Treating Patients Hospitalized With Severe Hypertension

Treatment for patients who develop severe hypertension during hospitalization is not guideline dependent, according to Lama Ghazi, MD, PhD, and colleagues at Yale University, New Haven, Connecticut. Treatment with intravenous (IV) antihypertensives could lead to more acute blood pressure reductions and worse outcomes compared with oral medications. The researchers conducted a study designed to examine the effect on clinical outcomes of treatment overall and by treatment route in patients who develop severe hypertension during hospitalization.

Results of the multi-hospital, retrospective study were reported during a poster session at the American Society of Nephrology Kidney Week 2022. The poster was titled Antihypertensive Treatment and Clinical Outcomes Among Patients Who Develop Severe Hypertension During Hospitalization.

The study cohort included adults admitted for reasons other than hypertension who developed severe hypertension during the hospitalization. Severe hypertension was defined as systolic blood pressure ≥180 mm Hg or diastolic blood pressure ≥110 mm Hg. The association between treatment and clinical outcomes was examined using overlap propensity score weighted Cox models.

Of 224,265 patient hospitalizations, 9% developed severe hypertension and 40% were treated. Of those treated, 21% received IV hypertensive medications and 72% received oral hypertensives. Compared with patients who received oral hypertensives, those who received IV antihypertensive treatment were more likely to be female (60% vs 54%), less likely to be Hispanic or Latino (9% vs 12%), and were less likely to have comorbidities such as hypertension (79% vs 88%), and diabetes (42% vs 52%).

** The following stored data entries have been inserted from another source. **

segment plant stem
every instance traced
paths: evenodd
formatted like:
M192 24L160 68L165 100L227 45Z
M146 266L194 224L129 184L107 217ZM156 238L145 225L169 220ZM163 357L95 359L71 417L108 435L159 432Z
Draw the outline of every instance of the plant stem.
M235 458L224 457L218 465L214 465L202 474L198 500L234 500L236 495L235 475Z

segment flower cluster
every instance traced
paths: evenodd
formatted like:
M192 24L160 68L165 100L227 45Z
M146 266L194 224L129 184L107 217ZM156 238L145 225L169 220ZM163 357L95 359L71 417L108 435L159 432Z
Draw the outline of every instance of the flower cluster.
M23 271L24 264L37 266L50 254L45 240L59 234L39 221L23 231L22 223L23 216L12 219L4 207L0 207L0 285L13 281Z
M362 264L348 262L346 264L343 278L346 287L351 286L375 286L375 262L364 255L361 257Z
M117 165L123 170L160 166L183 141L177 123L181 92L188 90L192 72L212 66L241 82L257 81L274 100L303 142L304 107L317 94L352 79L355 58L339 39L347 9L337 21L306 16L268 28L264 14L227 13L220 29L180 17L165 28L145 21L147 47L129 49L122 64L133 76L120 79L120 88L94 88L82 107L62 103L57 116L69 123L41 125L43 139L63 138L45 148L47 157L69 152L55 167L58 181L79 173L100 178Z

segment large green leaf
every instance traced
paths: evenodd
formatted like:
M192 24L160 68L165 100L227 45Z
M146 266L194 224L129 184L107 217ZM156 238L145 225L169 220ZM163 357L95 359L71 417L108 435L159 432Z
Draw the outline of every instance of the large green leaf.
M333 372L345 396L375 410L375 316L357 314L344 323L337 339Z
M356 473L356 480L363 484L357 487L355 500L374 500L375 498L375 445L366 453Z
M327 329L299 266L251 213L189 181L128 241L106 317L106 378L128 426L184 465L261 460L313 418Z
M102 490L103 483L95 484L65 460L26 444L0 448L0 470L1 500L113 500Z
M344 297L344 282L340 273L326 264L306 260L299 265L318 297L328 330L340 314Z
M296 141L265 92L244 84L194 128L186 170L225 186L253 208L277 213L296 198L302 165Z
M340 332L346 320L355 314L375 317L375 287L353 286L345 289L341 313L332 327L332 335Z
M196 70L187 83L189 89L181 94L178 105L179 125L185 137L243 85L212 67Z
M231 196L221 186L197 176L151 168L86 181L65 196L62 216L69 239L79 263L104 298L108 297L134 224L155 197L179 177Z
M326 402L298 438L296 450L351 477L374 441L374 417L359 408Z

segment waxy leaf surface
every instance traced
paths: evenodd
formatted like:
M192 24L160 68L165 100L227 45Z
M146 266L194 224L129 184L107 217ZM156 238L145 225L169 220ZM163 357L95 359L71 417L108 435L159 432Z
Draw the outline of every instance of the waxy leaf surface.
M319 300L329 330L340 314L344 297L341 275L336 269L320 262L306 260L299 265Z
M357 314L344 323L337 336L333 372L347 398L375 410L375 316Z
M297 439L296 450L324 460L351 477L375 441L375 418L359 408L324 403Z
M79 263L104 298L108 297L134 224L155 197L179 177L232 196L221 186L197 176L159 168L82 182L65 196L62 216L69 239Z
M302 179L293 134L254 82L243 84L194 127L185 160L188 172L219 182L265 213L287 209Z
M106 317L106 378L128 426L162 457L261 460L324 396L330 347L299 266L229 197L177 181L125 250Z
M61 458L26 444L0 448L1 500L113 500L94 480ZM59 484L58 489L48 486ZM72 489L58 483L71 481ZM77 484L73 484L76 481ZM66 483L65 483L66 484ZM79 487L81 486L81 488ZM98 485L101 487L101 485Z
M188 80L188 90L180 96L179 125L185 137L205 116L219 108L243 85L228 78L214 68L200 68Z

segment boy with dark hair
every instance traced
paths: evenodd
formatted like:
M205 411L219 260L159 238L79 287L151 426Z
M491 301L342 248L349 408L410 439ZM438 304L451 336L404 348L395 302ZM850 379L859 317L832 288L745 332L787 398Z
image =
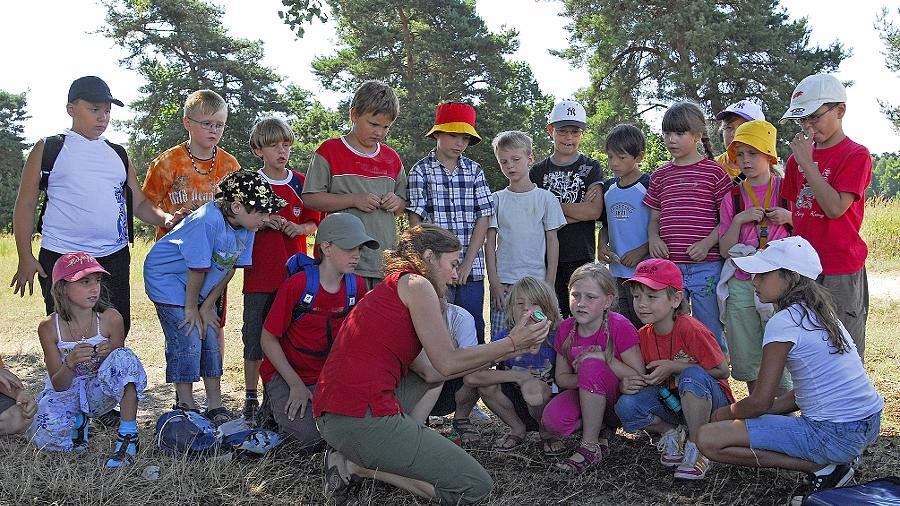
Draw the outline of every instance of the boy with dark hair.
M847 91L830 74L806 77L781 117L800 132L791 140L781 194L792 202L794 235L808 240L822 260L819 283L840 301L838 318L865 358L869 249L859 235L872 182L872 156L850 140L842 122Z
M574 100L553 106L547 133L553 139L553 154L536 163L528 173L531 182L552 193L562 206L566 224L559 229L559 262L556 297L563 318L569 311L569 278L575 269L594 261L596 221L603 212L603 170L600 162L578 151L587 129L584 107ZM597 185L592 188L592 186Z
M734 140L734 133L744 123L760 119L766 119L762 108L749 100L735 102L716 114L719 131L722 132L722 142L725 144L725 151L716 157L716 163L721 165L732 179L741 175L741 168L728 157L728 146Z
M35 413L34 397L0 359L0 436L25 432Z
M323 142L310 160L303 201L323 212L348 212L378 241L362 252L356 272L372 288L384 277L383 253L397 242L395 218L406 208L406 171L385 137L400 111L397 95L380 81L366 81L350 102L347 135Z

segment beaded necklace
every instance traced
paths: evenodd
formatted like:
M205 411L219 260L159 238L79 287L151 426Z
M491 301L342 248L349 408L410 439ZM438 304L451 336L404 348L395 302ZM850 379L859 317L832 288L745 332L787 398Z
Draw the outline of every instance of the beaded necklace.
M200 174L201 176L208 176L212 174L212 171L216 168L216 153L219 151L219 148L217 146L213 146L212 162L209 164L209 170L206 172L202 172L200 168L197 167L197 164L194 163L194 154L191 153L191 148L188 147L187 141L184 142L183 146L185 151L187 151L188 158L191 159L191 166L194 167L194 171L196 171L197 174Z

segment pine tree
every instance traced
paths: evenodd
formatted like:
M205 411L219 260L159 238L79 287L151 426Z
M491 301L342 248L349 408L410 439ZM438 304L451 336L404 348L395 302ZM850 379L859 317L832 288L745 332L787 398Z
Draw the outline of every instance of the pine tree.
M12 231L12 215L22 167L25 165L23 124L29 116L25 112L25 93L0 90L0 230Z

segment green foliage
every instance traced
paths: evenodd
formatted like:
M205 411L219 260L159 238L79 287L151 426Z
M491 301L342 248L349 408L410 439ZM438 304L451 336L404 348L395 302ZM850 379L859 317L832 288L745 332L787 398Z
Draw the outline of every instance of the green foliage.
M900 153L872 155L872 185L868 194L886 199L900 195Z
M25 105L25 93L0 90L0 230L5 232L12 230L13 207L25 165L22 132L29 118Z
M295 30L323 17L322 4L315 0L283 4L287 9L280 15ZM505 184L490 139L502 130L543 132L552 106L530 67L506 59L516 50L517 33L490 32L471 0L328 0L327 5L341 45L313 63L323 86L351 96L367 79L391 85L401 107L387 142L407 167L434 148L424 134L439 103L474 105L484 142L470 147L466 156L485 167L493 187ZM536 156L546 156L549 149L547 135L536 135Z
M202 0L105 0L99 32L127 51L120 63L145 80L136 111L126 121L132 164L139 174L163 150L183 142L187 96L216 91L228 103L228 127L220 145L242 166L257 159L247 147L250 128L263 111L281 110L281 77L259 64L262 42L229 37L222 9Z
M291 151L291 166L305 173L319 144L345 132L349 120L315 100L309 91L293 85L287 86L282 106L296 136Z
M900 15L900 8L897 9ZM889 70L900 72L900 27L888 19L887 7L884 7L875 23L878 35L884 41L885 52L884 59ZM881 112L894 124L894 130L900 133L900 106L892 106L885 100L878 100L881 106Z
M586 107L603 131L685 98L710 115L750 98L775 118L798 81L848 56L837 42L810 47L806 19L788 22L778 0L563 4L571 38L560 55L587 66Z
M867 267L875 272L900 270L900 200L869 199L865 212L860 235L869 246Z

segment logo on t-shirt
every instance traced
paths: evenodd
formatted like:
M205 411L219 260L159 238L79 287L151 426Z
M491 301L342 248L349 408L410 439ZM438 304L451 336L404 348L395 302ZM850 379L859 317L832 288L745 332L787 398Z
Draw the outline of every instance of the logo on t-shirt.
M575 204L584 193L584 179L578 172L548 172L544 175L544 189L556 195L560 204Z
M630 202L616 202L610 208L610 218L614 220L627 220L635 212L636 208Z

Patients in the IV medications group were also less likely to be admitted to the medical ward (71% vs 87%), have higher estimated glomerular filtration rate (63 mL/min/1.73 m2 vs 55 mL/min/1.73 m2) on admission, have higher blood pressure on admission (168/68 mm Hg vs 153/79 mm Hg), and higher blood pressure at the time of development of severe hypertension (188/92 mm Hg vs 185/88 mm Hg).

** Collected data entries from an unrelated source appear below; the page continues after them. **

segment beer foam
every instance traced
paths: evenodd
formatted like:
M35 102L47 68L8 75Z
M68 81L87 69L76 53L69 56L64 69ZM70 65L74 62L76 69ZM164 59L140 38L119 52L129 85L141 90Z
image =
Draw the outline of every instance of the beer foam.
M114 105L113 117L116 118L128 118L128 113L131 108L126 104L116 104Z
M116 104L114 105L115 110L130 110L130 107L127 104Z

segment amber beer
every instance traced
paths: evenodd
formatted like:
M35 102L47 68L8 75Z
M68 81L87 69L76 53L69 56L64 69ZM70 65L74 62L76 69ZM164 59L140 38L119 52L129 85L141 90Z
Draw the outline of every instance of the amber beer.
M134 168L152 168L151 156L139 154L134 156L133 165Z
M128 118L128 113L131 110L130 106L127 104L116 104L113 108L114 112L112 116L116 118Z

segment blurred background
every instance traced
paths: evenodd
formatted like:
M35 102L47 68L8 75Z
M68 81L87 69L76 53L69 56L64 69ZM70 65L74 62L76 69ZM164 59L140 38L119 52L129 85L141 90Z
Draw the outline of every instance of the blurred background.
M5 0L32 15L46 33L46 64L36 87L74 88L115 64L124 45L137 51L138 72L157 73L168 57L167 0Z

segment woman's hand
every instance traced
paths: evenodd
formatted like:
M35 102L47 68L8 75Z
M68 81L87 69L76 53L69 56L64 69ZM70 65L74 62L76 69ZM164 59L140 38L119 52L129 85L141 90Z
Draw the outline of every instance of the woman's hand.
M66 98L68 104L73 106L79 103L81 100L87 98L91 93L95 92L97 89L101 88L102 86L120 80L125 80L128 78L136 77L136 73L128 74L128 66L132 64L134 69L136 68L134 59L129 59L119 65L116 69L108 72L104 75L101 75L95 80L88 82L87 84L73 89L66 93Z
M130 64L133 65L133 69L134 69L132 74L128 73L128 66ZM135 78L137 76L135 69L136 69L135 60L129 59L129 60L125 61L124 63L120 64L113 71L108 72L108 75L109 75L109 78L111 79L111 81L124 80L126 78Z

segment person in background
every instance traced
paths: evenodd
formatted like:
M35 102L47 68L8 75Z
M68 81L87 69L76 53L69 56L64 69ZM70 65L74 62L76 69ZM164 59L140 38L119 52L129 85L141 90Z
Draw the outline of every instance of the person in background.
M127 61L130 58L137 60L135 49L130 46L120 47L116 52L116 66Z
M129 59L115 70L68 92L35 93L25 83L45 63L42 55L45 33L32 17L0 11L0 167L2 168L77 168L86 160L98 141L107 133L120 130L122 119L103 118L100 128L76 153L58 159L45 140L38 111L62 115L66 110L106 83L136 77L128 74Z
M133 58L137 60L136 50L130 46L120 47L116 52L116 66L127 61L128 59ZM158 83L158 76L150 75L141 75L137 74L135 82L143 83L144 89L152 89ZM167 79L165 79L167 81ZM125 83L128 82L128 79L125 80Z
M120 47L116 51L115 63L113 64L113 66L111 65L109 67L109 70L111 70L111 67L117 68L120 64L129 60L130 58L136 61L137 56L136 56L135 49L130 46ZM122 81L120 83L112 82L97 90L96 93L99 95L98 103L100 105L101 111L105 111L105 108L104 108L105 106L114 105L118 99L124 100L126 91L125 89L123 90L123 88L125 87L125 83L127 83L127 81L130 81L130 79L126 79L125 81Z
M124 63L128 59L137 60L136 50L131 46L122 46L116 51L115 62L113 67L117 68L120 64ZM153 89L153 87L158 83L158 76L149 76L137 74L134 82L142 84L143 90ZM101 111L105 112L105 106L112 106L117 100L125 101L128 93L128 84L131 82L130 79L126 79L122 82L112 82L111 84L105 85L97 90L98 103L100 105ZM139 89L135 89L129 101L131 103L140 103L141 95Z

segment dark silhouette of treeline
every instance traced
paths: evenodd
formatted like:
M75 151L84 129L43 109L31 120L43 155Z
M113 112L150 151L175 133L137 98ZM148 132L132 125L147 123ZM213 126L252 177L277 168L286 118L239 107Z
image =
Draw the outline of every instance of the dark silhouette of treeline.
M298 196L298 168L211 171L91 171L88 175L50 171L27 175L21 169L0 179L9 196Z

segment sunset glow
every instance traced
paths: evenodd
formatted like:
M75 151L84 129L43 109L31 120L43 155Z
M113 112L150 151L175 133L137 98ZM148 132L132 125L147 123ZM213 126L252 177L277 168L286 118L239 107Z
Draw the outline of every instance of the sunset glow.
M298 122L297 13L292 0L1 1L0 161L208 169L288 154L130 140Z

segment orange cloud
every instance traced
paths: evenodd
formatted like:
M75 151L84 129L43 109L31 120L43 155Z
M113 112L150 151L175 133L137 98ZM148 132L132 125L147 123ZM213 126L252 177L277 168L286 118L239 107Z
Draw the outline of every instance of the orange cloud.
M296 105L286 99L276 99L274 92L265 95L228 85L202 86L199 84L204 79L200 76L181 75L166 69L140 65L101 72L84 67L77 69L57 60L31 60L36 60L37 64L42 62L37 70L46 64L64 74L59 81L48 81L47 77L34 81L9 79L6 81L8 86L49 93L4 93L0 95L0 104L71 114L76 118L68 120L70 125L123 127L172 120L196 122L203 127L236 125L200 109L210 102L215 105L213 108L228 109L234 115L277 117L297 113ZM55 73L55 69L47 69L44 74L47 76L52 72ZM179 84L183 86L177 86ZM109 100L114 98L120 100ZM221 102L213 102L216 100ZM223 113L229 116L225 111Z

Compared with patients who did not receive treatment for severe hypertension, those who received IV treatment had higher risk of myocardial injury, acute kidney injury, and death. Patients who received oral hypertensives had lower risk of death compared with those who received no treatment.

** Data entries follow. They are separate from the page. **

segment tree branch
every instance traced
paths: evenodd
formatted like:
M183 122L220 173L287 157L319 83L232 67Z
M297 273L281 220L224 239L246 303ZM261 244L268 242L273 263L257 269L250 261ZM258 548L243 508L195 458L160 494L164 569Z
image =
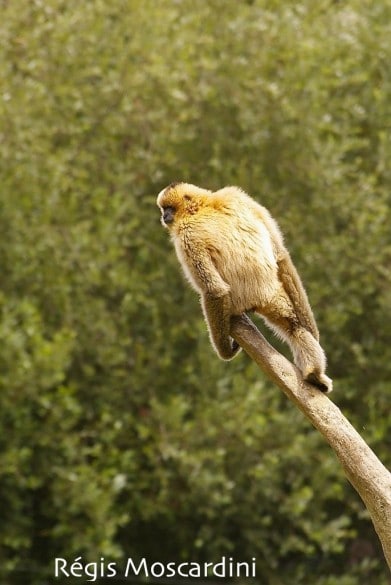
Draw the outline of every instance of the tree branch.
M371 515L391 569L391 473L340 409L325 394L304 382L300 371L266 341L246 315L232 318L231 335L334 450Z

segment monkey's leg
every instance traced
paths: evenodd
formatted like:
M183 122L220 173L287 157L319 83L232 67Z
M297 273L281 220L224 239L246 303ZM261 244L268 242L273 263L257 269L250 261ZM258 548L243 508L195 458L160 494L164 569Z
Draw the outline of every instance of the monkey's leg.
M231 321L229 295L215 297L204 294L201 297L201 304L214 349L221 359L231 360L240 351L240 346L229 335Z
M331 392L332 381L325 374L326 356L319 342L298 322L294 309L287 297L258 311L276 334L286 341L293 353L296 366L304 380L322 392Z
M301 326L293 330L289 341L303 378L322 392L331 392L332 381L325 374L326 356L319 342Z

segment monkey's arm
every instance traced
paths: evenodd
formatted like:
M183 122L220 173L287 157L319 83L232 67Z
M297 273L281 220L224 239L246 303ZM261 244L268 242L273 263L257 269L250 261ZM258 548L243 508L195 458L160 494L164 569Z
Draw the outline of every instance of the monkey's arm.
M208 294L214 298L228 295L230 286L220 276L210 251L201 247L199 242L189 241L188 248L185 248L186 257L182 265L190 276L194 287L201 294Z
M229 335L232 315L230 286L221 278L207 249L193 246L189 260L192 276L201 292L202 309L212 345L221 359L230 360L240 350Z
M240 346L229 335L231 326L229 295L216 298L206 293L202 295L201 303L213 347L221 359L232 359L240 351Z

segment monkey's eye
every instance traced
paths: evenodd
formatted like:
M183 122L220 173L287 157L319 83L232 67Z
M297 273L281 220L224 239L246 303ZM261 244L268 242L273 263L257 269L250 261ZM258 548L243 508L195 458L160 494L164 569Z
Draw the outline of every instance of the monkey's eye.
M172 223L174 221L175 215L175 207L163 207L162 208L162 217L163 221L166 225Z

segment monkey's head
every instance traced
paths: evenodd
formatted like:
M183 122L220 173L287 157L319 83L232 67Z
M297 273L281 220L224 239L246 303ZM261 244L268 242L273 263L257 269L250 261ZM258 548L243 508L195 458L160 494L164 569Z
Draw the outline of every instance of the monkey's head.
M162 214L162 225L172 229L181 220L195 215L207 204L211 193L207 189L201 189L190 183L171 183L160 191L156 201Z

In conclusion, the researchers said, “IV antihypertensive treatment was associated with worse clinical outcomes and therefore oral antihypertensives should be considered as the more preferable alternative for treatment of severe hypertension without acute end organ damage.”

Source: Ghazi L, Nugent J, Greenberg JH, Bakhoum CY, Wilson, FP. Antihypertensive treatment and clinical outcomes among patients who develop severe hypertension during hospitalization. FR-PO752. Abstract of a poster presented at the American Society of Nephrology Kidney Week 2022; November 4, 2022; Orlando. Florida.